Среди черных жителей города этот отряд полиции пользовался дурной славой. В день перед нападением на Даймонда один из них семь раз выстрелил в невооруженного чернокожего мужчину, поймав за попыткой украсть из грузовика любительскую рацию.
После случая с Гленном Даймондом в Мобил приехал Роберт Шелтон и встретился с начальником полиции, чтобы защитить полицейских, которым были предъявлены обвинения. Имперский Мудрец предложил привести в город тысячи членов Клана, чтобы «восстановить порядок». На следующий день газета «Мобил пресс реджистер» поместила на первой полосе фотографию Шелтона, стоящего рядом с начальником полиции города, причем газета писала об Имперском Мудреце как о движимом заботой об общем благе общественном деятеле, достойном всяческого уважения.

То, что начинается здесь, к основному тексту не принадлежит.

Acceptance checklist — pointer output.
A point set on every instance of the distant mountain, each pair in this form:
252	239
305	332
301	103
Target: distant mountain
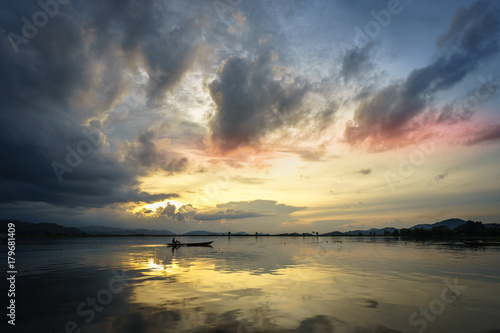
450	223
43	229
107	231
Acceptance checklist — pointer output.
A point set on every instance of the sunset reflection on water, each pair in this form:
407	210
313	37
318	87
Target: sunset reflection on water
279	284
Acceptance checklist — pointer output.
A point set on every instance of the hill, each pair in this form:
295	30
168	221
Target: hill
450	223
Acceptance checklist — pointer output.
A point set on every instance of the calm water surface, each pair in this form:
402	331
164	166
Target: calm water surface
256	284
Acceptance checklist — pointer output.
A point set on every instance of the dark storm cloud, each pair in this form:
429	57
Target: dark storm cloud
251	102
75	68
147	153
357	61
471	37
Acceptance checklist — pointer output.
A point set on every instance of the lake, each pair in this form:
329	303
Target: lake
256	284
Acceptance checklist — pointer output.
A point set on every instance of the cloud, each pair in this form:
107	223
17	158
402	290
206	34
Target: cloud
357	62
264	206
77	68
155	154
442	176
389	117
488	133
251	102
364	171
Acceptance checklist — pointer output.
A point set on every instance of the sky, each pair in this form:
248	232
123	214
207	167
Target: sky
255	116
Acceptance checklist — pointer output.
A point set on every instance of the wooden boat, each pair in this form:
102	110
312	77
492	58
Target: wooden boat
480	243
190	244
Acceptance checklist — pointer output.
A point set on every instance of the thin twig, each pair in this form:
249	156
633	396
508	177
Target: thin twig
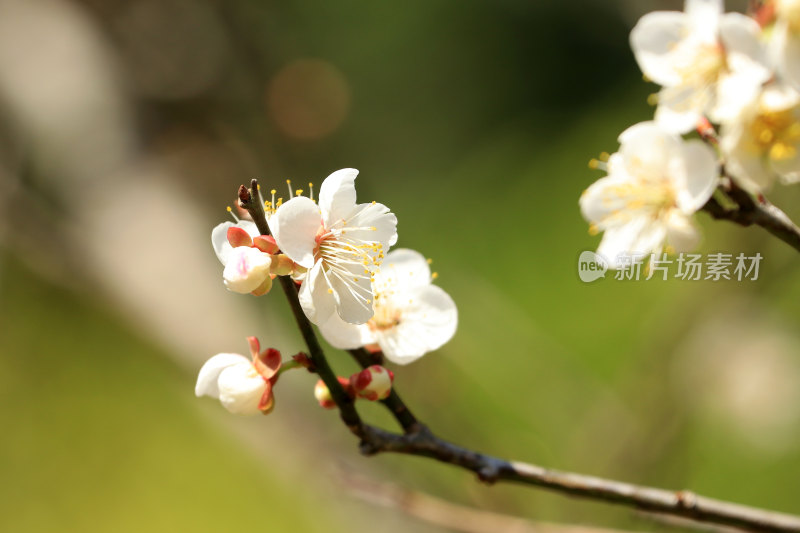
449	515
420	441
748	211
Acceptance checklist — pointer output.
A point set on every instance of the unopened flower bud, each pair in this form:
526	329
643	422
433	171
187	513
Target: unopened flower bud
323	394
243	386
372	383
247	269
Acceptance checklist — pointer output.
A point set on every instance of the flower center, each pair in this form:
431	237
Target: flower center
385	318
790	10
348	257
776	134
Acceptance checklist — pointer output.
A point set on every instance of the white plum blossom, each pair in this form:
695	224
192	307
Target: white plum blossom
764	141
412	316
242	385
341	243
785	42
654	184
706	61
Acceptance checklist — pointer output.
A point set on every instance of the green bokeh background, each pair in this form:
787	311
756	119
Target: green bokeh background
474	122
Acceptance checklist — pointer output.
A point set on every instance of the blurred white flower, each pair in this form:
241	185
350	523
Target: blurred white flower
654	184
340	242
243	386
785	41
412	316
706	61
764	141
245	255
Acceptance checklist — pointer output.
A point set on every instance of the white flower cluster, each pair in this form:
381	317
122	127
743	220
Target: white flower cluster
740	73
350	285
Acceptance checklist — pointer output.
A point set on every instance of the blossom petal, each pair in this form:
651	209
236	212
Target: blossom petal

Черные жители города расценили это как крайнее оскорбление и как прямое свидетельство расистского нутра всего полицейского управления города. В конечном итоге один из полицейских был уволен, и несколько начальников временно отстранены от дел, но остальные, участвовавшие в этом деле, не понесли каких-либо серьезных наказаний, и положение дел в полицейских силах Мобила осталось тем же, какими было.
Майкл Фигерс был потрясен, узнав, что главным следователем на месте преступления на Херндон-авеню был назначен Уилбур Уильямс, которому было предъявлено обвинение в том, что он якобы участвовал в инсценировке линчевания, но который был затем восстановлен в должности. Фигерс был не из тех, кто отступал перед белыми, и, подойдя к Уильямсу, он прямо выразил сомнение в том, что тот вообще способен хорошо сделать эту работу.
Уильямс постарался уверить Фигерса в том, что тот ошибается.
– Я сказал ему, что, если он даст мне время и будет относиться ко мне непредвзято, я докажу ему, что он не прав, – говорил впоследствии Уильямс.
Около семи часов утра Галанос все еще находился на месте преступления, когда через Херндон-авеню перешли двое мужчин и приблизились к полицейским.
– Меня зовут Бенни Джек Хейс, и я являюсь владельцем всего этого, – сказал пожилой мужчина, указывая на дома на противоположной стороне улицы. – Мой сын Генри живет здесь же, – продолжал Бенни, кивнув в сторону молодого человека, стоявшего чуть позади него. Генри было двадцать шесть лет, но из-за своего тщедушного телосложения, сутулости и испуганных взглядов он был больше похож на неуравновешенного, неуверенного в себе подростка. – И я хочу знать, что здесь происходит.